There’s a lively little sub-thread related to this one issue, but the one response I’ll focus on is Shane, who replied, RDFa does not pre-suppose a processing model in which there is a DOM. The issue of xml:lang is also still under discussion, but I want to move on to new issues.
While the discussion related to Shane’s document was ongoing, Philip released his own first look at RDFa in HTML5. Concern was immediately expressed about Philip’s copying of some of Shane’s material, in order to create a new processing rule section. The concern wasn’t because of any issue to do with copyright, but the problems that can occur when you have two sets of processing rules for the same data and the same underlying data model.
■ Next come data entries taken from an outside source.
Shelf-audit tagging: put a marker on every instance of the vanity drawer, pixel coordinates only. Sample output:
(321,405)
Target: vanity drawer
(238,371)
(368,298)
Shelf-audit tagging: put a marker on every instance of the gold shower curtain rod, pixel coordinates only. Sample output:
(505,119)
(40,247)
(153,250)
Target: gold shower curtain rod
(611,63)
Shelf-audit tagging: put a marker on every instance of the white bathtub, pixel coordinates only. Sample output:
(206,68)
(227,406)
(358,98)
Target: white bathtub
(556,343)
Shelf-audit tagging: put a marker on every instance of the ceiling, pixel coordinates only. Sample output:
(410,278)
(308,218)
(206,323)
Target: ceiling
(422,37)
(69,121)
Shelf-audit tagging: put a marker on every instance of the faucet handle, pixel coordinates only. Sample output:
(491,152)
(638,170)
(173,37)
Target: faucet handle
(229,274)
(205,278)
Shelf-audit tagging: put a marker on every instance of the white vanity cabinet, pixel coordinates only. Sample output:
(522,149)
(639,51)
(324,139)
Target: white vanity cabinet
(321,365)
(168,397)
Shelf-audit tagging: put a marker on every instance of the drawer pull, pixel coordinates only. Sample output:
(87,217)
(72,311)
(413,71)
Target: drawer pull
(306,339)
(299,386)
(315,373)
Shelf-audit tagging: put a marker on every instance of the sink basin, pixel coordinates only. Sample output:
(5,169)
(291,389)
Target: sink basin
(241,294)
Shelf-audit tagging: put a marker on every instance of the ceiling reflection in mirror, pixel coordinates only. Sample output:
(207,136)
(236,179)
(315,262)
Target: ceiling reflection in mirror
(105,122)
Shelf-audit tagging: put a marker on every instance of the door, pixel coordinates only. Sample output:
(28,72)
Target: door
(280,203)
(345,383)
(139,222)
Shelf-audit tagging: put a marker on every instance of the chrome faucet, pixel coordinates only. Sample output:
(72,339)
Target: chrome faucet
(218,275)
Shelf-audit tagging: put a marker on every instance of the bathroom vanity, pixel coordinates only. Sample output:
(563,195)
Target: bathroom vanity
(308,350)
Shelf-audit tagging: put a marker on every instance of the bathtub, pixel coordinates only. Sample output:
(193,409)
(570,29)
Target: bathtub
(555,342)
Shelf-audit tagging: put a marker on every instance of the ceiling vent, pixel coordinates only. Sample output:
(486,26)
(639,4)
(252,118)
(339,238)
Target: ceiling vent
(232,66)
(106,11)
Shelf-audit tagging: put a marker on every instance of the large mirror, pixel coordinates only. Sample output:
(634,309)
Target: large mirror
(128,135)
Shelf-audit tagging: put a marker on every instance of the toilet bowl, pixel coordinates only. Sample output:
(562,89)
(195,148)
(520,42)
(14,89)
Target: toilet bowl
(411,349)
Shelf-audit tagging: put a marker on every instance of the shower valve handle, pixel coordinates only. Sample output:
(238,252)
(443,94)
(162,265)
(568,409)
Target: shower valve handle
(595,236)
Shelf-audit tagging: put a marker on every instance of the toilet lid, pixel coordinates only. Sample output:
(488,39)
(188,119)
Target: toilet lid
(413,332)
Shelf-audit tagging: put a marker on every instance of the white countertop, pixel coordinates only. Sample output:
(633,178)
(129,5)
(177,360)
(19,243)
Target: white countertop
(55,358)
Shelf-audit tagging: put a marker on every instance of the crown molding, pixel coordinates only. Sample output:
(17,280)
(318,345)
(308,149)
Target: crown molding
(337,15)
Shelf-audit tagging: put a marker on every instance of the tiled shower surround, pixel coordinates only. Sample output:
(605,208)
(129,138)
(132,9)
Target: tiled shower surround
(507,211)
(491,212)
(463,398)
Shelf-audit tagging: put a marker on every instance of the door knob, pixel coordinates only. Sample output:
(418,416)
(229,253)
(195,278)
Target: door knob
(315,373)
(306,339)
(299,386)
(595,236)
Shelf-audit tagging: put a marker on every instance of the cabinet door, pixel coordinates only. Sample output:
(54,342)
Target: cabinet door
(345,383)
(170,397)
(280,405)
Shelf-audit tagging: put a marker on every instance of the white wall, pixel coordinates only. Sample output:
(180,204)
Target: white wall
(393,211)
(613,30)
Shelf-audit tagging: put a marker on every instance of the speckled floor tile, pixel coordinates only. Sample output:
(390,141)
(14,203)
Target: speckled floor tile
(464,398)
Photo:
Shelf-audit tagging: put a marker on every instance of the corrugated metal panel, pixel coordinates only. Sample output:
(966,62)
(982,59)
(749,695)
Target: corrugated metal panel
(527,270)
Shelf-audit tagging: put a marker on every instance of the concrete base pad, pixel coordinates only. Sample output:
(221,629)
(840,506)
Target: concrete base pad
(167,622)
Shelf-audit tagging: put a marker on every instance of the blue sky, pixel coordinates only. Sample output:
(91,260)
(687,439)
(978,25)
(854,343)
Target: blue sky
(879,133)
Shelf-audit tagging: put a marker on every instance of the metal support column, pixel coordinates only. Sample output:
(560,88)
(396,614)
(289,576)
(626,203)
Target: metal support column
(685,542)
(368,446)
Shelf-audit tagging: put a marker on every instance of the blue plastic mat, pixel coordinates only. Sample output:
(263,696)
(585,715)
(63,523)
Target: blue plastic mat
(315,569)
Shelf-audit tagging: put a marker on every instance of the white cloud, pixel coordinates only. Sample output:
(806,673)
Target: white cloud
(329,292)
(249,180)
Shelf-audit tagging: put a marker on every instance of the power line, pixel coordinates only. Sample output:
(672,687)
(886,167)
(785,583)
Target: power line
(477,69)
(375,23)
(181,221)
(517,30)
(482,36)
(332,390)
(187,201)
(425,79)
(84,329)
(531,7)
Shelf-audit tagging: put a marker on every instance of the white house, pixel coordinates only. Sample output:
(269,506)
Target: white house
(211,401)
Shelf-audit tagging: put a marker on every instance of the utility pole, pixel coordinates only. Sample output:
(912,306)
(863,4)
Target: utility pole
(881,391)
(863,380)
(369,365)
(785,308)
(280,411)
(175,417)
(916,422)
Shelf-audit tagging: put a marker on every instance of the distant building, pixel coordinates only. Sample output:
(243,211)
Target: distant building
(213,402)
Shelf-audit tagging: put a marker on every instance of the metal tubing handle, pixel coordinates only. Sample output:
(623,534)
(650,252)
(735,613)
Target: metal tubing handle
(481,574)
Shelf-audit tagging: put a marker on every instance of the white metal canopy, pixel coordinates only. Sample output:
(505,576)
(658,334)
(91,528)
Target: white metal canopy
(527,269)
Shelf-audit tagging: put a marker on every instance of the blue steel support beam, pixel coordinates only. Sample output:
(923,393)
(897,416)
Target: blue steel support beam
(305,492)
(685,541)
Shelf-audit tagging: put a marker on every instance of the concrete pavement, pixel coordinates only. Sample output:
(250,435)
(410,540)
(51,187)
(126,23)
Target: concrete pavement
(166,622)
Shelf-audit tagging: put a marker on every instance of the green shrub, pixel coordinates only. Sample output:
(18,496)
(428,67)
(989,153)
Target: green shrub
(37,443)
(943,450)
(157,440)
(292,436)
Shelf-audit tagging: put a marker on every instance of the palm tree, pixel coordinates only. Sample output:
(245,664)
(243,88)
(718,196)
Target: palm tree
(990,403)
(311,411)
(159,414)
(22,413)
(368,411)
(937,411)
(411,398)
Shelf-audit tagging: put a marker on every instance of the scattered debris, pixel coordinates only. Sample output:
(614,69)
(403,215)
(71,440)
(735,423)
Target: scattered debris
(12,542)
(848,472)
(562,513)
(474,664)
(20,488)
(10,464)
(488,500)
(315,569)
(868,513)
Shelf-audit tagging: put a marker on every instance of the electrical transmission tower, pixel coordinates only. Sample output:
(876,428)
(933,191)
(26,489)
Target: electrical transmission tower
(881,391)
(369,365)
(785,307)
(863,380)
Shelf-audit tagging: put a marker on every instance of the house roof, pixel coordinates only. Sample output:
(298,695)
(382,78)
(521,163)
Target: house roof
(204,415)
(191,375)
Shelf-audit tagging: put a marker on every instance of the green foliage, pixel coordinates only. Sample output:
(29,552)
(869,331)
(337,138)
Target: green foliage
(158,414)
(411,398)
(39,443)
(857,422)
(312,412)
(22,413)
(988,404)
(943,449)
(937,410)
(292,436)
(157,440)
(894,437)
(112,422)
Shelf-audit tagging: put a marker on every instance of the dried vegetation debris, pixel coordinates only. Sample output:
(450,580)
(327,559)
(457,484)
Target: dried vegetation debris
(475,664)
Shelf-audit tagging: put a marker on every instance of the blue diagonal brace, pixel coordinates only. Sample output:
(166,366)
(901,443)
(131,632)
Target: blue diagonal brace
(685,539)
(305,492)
No matter how careful you are, at some point the two are likely to diverge, and the underlying data model corrupted.
Rather than spend time on Philip’s specification directly at this time, I want to focus, instead, on a note he attached to the email entry providing the link to the spec proposal. In it he wrote:
There are several unresolved design issues (e.g. handling of case-sensitivity, use of xmlns:* vs other mechanisms that cause fewer problems, etc) – I haven’t intended to make any decisions on such issues, I’ve just attempted to define the behaviour with sufficient detail that it should make those issues visible.
More on case sensitivity in a moment.
Discussion started a little more slowly for Philip’s document, but is ongoing. In addition, both Philip and Manu Sporney released test suites. Philip’s is focused on highlighting problems when parsing RDFa in HTML as compared to XHTML; The one that Manu posted, created by Shane, focused on a basic set of test cases for RDFa, generally, but migrated into the RDFa in HTML4 document space.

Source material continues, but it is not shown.